The notion of energy “independence” has never made sense. If applied to any other commodity or product, analysts would instantly discredit the idea that America should completely disengage from world markets.
A combination of geological and technological realities means nations in the Middle East — some of which are U.S. adversaries and support terrorists — control much of the global oil supply. This also means that Western countries, to a certain extent, are vulnerable to the whims of those governments such as the 1973-74 Arab oil embargo.
Even though the concept of total self-sufficiency is unrealistic (and arguably even undesirable), our leaders can still take reasonable steps to insulate our country from these geopolitical events.
In the case of the 1970s oil embargo, Congress established the Strategic Petroleum Reserve — a complex of salt domes with capacity to store enough crude to replace U.S. oil imports for 75 days (727 million barrels). What lawmakers didn’t do was adopt a long-term, rational energy policy that would develop our own resources and invest in a suite of energy technologies. Even so, we have made substantial improvements in efficiency — reducing by 50% the amount of energy and carbon needed to produce a unit of gross domestic product.
There’s a certain conceit to the argument that we’ll soon run out off oil, as it implies that we have an accurate idea of the amount of existing and recoverable natural resources.
At the time of the 1973 embargo, U.S. proven oil reserves totaled about 31 billion barrels.
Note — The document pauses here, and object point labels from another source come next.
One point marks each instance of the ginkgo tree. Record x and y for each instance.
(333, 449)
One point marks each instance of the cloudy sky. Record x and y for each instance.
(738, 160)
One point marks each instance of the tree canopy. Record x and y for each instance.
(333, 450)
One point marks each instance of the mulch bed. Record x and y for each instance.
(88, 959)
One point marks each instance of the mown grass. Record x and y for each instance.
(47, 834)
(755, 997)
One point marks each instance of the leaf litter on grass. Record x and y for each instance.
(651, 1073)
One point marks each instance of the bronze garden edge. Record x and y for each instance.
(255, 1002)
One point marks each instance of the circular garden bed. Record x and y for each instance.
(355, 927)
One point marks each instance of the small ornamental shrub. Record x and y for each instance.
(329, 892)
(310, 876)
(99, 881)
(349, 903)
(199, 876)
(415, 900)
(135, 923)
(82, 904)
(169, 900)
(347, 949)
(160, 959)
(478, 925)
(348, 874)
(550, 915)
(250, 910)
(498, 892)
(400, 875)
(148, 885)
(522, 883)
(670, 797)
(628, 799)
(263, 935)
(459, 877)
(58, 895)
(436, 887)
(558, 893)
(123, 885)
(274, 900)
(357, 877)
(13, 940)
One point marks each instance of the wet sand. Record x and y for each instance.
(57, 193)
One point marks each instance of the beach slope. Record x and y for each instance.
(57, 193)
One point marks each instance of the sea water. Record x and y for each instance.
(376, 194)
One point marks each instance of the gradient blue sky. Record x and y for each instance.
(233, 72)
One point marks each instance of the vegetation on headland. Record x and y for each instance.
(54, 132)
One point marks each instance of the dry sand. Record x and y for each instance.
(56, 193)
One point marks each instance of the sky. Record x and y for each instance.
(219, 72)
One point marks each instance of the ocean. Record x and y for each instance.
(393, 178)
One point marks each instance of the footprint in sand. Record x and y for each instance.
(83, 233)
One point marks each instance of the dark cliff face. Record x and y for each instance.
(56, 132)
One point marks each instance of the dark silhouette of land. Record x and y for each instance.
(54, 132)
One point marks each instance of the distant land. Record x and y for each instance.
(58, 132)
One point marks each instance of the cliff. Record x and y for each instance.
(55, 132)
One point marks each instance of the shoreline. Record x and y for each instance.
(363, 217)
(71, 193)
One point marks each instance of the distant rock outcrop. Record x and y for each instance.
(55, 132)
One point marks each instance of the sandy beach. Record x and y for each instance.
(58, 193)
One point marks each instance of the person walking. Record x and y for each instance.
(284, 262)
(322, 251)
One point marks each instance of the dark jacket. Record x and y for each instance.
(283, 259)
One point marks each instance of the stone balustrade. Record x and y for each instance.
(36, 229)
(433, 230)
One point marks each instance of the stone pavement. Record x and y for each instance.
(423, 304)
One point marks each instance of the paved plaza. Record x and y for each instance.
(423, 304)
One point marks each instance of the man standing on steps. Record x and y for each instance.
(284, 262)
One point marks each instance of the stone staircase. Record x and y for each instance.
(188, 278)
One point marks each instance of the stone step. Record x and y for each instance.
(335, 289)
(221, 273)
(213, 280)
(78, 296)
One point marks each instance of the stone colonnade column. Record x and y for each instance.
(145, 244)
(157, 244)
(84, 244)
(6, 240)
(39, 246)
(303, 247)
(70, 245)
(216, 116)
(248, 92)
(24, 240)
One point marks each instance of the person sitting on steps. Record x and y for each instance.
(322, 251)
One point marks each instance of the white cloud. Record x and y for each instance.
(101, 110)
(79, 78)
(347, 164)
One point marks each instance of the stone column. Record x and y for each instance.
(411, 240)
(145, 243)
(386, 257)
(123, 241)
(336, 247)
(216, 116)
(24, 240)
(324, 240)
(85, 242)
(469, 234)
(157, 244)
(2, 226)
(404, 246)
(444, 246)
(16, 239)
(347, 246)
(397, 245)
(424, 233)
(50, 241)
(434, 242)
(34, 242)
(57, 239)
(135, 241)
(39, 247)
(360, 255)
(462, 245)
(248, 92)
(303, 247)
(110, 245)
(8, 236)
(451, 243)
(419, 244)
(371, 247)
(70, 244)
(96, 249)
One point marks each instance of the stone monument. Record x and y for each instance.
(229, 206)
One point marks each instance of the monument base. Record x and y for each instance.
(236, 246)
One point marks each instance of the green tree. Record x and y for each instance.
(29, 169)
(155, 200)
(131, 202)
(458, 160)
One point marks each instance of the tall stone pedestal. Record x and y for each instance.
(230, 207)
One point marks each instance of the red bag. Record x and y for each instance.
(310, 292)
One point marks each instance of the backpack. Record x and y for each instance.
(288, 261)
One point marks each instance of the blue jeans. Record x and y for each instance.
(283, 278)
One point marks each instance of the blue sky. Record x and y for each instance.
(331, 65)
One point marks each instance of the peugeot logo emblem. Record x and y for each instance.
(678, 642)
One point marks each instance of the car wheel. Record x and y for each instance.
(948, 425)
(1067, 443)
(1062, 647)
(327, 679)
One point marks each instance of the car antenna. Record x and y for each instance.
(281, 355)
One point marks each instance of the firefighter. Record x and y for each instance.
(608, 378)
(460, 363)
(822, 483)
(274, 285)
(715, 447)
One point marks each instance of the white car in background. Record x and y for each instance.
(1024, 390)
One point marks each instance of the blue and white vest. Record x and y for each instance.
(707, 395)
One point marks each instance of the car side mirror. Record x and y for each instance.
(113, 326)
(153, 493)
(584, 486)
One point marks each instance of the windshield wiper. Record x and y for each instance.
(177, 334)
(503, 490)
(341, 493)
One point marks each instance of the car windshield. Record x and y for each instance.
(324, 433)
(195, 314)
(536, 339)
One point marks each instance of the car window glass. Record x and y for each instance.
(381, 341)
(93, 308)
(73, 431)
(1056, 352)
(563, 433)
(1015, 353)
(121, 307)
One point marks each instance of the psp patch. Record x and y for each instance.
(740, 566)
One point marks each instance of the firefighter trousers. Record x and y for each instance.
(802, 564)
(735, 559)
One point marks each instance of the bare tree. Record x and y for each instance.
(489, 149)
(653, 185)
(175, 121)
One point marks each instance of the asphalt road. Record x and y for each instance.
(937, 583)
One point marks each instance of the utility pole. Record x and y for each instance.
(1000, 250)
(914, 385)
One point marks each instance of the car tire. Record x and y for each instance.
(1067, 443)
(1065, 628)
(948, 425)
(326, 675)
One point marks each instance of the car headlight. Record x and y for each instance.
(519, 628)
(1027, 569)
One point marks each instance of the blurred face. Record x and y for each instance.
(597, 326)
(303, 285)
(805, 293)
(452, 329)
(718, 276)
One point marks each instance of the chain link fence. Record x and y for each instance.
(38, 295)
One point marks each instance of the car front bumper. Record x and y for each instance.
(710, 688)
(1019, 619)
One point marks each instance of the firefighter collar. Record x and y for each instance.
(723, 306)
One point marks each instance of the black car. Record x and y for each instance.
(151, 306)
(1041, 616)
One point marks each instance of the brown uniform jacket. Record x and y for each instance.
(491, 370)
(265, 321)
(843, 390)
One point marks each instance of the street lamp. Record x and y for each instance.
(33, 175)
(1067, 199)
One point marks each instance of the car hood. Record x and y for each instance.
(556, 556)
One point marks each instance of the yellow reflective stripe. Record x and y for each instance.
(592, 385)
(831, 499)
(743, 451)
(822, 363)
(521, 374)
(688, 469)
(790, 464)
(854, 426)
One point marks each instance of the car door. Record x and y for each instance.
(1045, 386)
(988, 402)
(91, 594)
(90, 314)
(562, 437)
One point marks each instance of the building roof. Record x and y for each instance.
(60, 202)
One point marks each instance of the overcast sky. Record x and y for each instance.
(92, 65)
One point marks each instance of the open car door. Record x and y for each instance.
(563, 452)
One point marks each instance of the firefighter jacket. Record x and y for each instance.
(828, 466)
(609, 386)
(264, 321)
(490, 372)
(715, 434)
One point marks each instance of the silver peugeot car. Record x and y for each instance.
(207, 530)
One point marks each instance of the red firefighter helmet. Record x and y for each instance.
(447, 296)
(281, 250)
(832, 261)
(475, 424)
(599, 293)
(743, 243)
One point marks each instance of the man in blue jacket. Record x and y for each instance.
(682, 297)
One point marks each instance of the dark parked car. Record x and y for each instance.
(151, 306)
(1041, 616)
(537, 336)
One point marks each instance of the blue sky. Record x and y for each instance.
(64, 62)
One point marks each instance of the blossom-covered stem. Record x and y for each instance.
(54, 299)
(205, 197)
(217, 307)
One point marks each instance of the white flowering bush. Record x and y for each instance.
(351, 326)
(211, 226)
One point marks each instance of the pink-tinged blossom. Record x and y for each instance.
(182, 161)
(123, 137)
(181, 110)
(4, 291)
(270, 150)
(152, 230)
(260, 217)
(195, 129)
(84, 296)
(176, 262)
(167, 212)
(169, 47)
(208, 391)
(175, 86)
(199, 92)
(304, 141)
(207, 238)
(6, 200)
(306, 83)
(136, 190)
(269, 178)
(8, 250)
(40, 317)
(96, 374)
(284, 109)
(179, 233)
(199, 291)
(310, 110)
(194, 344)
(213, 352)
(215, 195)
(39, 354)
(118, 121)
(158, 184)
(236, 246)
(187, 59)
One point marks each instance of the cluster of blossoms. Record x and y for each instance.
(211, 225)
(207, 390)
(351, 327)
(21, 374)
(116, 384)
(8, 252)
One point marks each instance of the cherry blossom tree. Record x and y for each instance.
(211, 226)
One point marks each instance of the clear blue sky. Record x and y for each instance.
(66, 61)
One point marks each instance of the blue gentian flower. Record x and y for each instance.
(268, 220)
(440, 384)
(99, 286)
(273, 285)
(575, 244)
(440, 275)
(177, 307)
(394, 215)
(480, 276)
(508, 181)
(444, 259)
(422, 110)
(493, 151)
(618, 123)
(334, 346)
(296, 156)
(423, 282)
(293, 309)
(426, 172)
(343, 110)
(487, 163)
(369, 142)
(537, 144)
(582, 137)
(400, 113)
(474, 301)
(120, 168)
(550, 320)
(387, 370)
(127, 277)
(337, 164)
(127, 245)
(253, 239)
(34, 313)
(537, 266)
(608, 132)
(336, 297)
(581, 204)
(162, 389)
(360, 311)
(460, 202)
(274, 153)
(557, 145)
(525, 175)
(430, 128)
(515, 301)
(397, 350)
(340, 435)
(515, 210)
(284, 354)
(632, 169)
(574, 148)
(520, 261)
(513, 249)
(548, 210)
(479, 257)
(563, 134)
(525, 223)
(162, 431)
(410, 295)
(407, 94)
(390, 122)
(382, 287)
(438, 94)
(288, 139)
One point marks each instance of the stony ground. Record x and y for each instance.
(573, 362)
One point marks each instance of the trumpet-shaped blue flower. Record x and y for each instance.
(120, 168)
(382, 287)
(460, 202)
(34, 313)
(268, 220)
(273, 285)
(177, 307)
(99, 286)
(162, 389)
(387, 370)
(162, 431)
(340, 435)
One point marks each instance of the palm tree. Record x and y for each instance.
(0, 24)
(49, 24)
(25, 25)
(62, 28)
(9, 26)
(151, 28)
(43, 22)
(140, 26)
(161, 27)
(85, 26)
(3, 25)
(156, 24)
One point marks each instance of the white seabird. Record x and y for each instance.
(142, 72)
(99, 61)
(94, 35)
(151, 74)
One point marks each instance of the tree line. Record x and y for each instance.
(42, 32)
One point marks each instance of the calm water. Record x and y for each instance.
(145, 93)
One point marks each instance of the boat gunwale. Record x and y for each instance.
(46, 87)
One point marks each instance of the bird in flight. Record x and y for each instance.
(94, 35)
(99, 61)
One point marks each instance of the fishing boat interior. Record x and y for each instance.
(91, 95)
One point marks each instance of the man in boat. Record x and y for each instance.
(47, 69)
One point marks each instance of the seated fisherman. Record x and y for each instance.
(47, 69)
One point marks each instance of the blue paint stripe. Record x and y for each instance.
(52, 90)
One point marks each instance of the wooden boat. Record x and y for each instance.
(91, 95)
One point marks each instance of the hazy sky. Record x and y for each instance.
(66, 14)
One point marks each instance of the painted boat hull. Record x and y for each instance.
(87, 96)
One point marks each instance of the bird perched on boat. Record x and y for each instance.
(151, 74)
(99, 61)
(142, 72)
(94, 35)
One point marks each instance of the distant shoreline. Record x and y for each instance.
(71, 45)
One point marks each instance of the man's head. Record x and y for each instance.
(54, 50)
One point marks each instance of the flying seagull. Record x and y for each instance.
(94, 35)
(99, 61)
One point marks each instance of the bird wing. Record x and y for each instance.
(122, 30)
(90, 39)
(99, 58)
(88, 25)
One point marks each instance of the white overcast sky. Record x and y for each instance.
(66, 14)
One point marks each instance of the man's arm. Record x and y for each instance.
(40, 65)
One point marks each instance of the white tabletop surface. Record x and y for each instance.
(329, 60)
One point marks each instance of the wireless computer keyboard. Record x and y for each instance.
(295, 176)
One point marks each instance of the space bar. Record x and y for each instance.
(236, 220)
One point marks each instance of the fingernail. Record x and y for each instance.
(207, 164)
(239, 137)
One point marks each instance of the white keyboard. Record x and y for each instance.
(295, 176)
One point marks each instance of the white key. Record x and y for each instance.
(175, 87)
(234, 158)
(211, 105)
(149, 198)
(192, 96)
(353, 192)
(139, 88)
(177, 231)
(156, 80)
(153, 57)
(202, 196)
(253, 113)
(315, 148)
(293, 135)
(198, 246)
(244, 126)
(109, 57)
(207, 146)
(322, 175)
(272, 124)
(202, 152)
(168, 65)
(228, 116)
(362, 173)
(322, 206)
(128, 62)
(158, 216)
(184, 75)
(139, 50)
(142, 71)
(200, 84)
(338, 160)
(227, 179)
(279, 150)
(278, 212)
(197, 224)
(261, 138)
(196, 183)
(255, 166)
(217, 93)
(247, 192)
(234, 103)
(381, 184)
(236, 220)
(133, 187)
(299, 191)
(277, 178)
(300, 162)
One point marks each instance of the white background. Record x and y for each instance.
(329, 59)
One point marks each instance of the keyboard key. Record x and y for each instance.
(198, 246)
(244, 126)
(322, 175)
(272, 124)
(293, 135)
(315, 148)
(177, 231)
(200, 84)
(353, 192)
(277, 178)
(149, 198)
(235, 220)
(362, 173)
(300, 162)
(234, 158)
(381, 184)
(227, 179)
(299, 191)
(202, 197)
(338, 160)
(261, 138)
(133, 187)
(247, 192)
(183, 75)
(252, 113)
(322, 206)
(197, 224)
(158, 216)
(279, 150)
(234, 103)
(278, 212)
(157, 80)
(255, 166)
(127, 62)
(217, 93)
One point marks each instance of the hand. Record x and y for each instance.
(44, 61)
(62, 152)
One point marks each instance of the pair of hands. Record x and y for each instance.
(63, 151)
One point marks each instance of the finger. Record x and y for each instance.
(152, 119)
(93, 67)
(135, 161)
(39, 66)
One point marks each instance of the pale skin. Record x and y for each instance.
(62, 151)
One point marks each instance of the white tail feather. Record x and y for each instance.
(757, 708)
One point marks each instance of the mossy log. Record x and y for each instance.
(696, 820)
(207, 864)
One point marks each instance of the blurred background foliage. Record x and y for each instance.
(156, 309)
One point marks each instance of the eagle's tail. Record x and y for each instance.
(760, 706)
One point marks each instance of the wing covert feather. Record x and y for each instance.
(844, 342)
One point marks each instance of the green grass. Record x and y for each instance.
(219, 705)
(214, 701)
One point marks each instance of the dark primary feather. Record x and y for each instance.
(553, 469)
Since then we have produced over 100 billion, but proven reserves have only been reduced to 28 billion. Such are the benefits of technology and new discoveries. The U.S. Energy Information Agency estimates that potential oil reserves, which include unconventional oil, are about 150 billion barrels. We are not about to run out, although economics and technology limits might constrain how much makes sense to produce.
Given oil’s abundance, versatility, and energy density, there’s little prospect that the gasoline engine will become a dinosaur anytime soon. The preferred alternatives to gasoline are electric, natural gas, and biofuel powered vehicles. The problem with electrics is range and cost. The National Academy of Sciences report on battery technology concluded that the cost per KWH given the state of technology was about 4 times greater than needed for batteries to be cost competitive. It saw no breakthroughs on the horizon. Biofuels are similarly constrained by technology and cost. Ethanol remains in the market through subsidies and economical cellulosic technology needed for more biofuel is nowhere in sight. Natural gas is a niche transportation fuel for large, centrally fueled buses and trucks.
Pursuing a broad range of transportation technologies is in our long term interests. But for the next few decades, gasoline and diesel will remain the dominant transportation fuels and improvements in engine technologies reinforce that reality. One example which will be in the U.S. sometime in the near future is a version of the BMW 320 which reportedly gets 57 miles per gallon.